Молчаливую атмосферу дома невольно усвоили все гости. Карл-Йозеф, которому охоту говорить о чем бы то ни было отбивал языковой барьер, ловил взгляды пани Ромы и незаметно для всех трепетал, принимая от своей визави очередную тарелку или салатницу, касаясь на мгновенье ее ладони, запястья, рукава. Довольно уверенная в себе и оттого невыразимо сексуальная, с еще мокрыми после ванны волосами пани Рома заодно исполняла свою работу переводчицы, всякий раз объявляя специально для Цумбруннена «Wurst!» или «Käse!», или «Frühlingssalat!»[78] — будто он сам их не видел. Опередившая свою лучшую подругу Лиля первой умостилась рядом с иностранным фотографом и теперь напряженно думала, как бы приступить к его соблазнению. Марлена не думала ни о чем, зато потихоньку радовалась, что у подруги ни фига с этим соблазнением не выходит. Коля, исподтишка наблюдая за ними, язвительно критиковала в мыслях их ужасный макияж. Но вскоре ей надоело, и она ушла так глубоко в себя, как это только могут делать девочки ее возраста. Режиссер Волшебник много ел. Артур Пепа сосредоточенно скрывал свою нетрезвость, отчего выглядел весьма ироничным, но его нож, словно нарочно, всякий раз соскальзывал со шляпки маринованного гриба и неприятно скрежетал по тарелке, заставляя пани Рому бросать косые раздраженные взгляды. Один лишь профессор Доктор, ласково улыбаясь, иногда нарушал эту немногословную трапезу размышлениями вслух такого рода:

— Прошу уважаемое общество обратить внимание на присутствующие здесь предметы. Какая удивительная и целостная изысканность! Да, еще у наших дедушек и бабушек был «дом», был «колодец» знакомая им башня, наконец, их собственная (он произносил «суопстенная», но почти все понимали, что «собственная») одежда, их пальто. Едва ли не любая вещь служила посудой, из которой они брали человечье и в которую складывали человечье про запас. И вот из Америки вторгаются к нам пустые, равнодушные вещи, вещи-призраки, бутафория жизни. Восуществленные, пережитые нами вещи, вещи — наши сообщники — сходят на нет, и ничем невозможно их заменить.

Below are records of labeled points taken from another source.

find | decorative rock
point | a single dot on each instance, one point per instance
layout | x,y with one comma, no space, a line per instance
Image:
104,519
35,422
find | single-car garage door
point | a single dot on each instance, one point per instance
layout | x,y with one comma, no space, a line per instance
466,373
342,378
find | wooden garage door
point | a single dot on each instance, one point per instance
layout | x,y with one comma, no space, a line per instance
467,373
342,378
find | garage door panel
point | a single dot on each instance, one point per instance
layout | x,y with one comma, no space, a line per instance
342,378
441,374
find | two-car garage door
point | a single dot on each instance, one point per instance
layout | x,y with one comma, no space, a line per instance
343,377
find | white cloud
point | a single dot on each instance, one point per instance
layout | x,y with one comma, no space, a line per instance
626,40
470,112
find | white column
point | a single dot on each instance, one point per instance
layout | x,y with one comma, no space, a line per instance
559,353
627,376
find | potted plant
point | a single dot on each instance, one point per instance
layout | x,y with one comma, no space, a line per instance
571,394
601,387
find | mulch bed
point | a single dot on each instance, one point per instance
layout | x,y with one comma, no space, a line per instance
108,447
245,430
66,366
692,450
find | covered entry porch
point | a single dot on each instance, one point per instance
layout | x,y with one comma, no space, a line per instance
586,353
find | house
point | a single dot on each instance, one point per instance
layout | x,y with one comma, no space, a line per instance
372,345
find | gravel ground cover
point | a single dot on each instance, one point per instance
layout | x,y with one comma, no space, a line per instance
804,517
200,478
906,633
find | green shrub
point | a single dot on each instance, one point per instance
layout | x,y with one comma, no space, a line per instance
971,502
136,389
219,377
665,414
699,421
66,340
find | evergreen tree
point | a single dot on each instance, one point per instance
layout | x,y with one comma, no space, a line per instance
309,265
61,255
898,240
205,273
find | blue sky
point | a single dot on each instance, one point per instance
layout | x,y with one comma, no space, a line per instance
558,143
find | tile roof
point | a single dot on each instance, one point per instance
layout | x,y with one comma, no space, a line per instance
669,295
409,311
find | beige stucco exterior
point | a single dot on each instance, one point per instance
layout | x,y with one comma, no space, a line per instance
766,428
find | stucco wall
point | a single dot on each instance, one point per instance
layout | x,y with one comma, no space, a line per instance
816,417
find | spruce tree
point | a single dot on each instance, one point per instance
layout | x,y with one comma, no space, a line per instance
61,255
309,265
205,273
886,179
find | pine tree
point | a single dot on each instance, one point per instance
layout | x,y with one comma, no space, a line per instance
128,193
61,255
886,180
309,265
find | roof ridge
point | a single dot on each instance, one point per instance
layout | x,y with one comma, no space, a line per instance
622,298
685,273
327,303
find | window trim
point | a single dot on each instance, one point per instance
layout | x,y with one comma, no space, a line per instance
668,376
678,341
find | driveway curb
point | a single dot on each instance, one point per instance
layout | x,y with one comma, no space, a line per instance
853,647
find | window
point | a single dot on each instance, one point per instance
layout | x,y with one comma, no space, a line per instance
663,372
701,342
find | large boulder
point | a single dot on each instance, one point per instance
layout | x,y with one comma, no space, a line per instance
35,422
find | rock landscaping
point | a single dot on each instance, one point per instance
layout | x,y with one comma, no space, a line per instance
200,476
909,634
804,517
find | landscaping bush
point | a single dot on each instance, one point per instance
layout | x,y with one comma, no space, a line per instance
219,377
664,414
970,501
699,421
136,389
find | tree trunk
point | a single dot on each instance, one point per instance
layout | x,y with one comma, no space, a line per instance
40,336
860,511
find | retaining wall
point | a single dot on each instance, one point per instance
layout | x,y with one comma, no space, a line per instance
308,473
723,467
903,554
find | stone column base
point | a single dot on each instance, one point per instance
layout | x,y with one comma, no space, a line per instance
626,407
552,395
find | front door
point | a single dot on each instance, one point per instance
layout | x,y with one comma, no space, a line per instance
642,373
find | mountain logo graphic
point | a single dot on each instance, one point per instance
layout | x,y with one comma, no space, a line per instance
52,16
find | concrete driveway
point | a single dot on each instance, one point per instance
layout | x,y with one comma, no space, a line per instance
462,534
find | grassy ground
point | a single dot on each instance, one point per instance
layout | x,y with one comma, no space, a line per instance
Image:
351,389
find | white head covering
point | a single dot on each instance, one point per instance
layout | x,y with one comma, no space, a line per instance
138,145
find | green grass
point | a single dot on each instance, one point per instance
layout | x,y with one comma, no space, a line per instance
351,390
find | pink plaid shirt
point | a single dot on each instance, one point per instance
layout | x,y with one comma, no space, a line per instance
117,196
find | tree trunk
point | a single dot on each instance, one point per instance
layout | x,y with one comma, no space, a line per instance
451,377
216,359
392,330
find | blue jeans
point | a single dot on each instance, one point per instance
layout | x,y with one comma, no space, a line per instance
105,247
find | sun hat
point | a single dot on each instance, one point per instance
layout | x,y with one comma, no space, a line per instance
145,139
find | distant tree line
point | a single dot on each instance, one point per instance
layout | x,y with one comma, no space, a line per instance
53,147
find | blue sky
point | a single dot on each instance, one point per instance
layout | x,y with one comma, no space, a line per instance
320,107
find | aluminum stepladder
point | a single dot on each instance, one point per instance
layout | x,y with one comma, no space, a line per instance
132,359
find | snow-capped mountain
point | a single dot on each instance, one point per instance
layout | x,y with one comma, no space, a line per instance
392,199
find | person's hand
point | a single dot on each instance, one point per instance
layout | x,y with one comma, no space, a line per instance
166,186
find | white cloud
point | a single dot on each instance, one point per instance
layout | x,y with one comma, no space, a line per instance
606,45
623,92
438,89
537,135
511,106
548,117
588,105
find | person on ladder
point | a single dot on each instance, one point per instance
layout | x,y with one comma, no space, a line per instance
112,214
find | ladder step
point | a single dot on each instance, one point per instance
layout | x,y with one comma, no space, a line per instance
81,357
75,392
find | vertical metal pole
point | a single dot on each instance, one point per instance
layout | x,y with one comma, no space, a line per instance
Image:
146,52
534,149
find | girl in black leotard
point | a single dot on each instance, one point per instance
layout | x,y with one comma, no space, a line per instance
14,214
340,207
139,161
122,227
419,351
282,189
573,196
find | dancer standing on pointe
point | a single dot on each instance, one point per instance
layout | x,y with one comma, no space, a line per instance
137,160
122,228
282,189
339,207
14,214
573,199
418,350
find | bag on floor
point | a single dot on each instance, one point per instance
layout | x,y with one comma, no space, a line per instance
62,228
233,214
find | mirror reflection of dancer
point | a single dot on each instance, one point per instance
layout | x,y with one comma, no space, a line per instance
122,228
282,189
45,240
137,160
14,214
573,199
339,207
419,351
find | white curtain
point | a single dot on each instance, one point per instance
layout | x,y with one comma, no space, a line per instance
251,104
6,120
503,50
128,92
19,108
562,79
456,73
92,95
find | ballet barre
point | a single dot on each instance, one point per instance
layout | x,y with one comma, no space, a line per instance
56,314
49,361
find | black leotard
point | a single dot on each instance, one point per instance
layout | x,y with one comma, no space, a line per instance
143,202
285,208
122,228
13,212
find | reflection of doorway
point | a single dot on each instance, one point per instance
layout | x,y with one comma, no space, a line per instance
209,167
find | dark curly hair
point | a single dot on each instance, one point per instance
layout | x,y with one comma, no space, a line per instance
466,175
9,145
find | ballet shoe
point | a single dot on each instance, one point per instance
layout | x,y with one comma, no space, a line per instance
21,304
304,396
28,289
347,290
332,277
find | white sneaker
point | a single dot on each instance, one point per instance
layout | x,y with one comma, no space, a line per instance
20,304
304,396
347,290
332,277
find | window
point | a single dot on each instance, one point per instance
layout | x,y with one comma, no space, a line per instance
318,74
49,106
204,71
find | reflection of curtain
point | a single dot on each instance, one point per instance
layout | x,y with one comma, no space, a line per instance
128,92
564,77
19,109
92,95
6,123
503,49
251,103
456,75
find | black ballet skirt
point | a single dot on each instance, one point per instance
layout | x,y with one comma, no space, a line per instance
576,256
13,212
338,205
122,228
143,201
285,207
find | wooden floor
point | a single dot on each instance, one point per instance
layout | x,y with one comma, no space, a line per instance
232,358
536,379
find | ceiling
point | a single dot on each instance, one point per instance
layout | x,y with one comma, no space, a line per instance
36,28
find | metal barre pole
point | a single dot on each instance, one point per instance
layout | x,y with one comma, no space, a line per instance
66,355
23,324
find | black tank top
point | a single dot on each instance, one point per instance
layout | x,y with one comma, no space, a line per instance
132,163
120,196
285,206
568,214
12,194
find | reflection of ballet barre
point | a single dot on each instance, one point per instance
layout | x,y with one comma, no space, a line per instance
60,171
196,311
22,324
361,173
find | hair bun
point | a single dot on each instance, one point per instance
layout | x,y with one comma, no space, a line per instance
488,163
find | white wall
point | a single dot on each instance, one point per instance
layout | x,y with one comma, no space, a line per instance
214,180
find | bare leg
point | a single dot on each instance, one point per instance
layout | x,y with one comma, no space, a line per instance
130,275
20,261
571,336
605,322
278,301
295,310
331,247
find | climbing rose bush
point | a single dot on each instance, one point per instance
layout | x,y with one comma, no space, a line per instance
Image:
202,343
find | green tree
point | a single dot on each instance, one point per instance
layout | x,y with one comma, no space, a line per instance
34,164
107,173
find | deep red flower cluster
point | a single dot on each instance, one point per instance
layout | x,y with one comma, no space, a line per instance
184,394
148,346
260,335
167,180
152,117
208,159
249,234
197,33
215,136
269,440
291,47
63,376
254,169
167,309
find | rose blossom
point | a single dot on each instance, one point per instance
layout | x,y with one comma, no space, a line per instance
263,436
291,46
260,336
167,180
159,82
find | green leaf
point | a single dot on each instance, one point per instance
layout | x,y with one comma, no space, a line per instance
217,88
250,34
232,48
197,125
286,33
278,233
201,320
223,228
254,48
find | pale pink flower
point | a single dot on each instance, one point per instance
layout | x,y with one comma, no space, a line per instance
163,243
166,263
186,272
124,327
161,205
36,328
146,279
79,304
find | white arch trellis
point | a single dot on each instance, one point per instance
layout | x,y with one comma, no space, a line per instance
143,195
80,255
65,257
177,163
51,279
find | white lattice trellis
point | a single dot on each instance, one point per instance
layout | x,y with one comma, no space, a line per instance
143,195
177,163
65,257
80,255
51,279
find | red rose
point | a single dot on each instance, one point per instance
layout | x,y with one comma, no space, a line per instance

Мы, возможно, последние, кто еще знал такие вещи.

Или:

— Неслучайным в этом смысле выглядит обращение Ницше к образу праиранского пророка Заратустры. Творческие индивидуальности Редьярда Киплинга и Джозефа Конрада породили целый всплеск так называемой «экзотической культуры» в Великобритании. Совершенно особую разновидность символистской экзотики явил нам выдающийся ибероамериканский поэт Рубен Дарио, чье творчество является прихотливым переплетением античных, средневековых и аборигенских, то есть индейских и афроамериканских мотивов.

Или внезапно:

— Богдан-Игорь Антоныч — и это совершенно ясно — также не мог оставаться в стороне от этих симптоматичных для его времени поисков. Когда читаешь некоторые его строки, в воображении невольно предстают старинные морские карты, где из глубин и волн океанских просторов показываются отвратительные химерические создания, ужасные монстры и уроды, ехидны, драконы, «морские епископы» — весь тот водяной бестиарий, служащий прологом не только для фантазмов сюрреалистической живописи его современников, но также для запатентованной со временем в Голливуде кинопродукции ужасов.

— Вобще пиздец, — неожиданно отреагировал на это Пепа, фыркнув над своей тарелкой.